Students will need access to a suitable device to explore the interactivity. They should have a basic concept of tangents to curves and the gradient of a curve prior to exploring this resource.

Possible approach

It is useful for the teacher to discuss the relationship between the different parts of the applet with the class before students work on the resource. For example, the teacher could ask the class about the gradient of \(y=x^2\) (if they have already explored this in detail), and then use this function to show how the two graphs show the function and its gradients, while the spreadsheet shows just the gradients.

Students can then work in small groups on the quadratics activity, with the aim of reaching a rule with associated explanations. After this, they can move on to look at the cubics section, which shows gradient functions which themselves are non-linear.

Key questions

  • If we know the gradients of two functions, what is the gradient of the sum of the functions?

  • What pattern do you see emerging when considering the gradient functions of \(x\), \(x^2\) and \(x^3\)?

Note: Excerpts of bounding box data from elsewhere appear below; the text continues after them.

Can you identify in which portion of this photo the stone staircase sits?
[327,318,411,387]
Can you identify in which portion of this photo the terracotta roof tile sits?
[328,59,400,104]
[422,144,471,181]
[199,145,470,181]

Could you predict the gradient function of \(x^4\)?

Possible support

For the quadratics section, it might be helpful to ask the students what they recall about finding the equation of a straight line, or finding an “\(n\)th term rule” from a sequence of numbers.

It might also be useful to ask them to think of the simplest possible examples and to work with those first.

Possible extension

To prove the results found here, the resource Binomials are the answer offers a more formal approach using gradients of chords.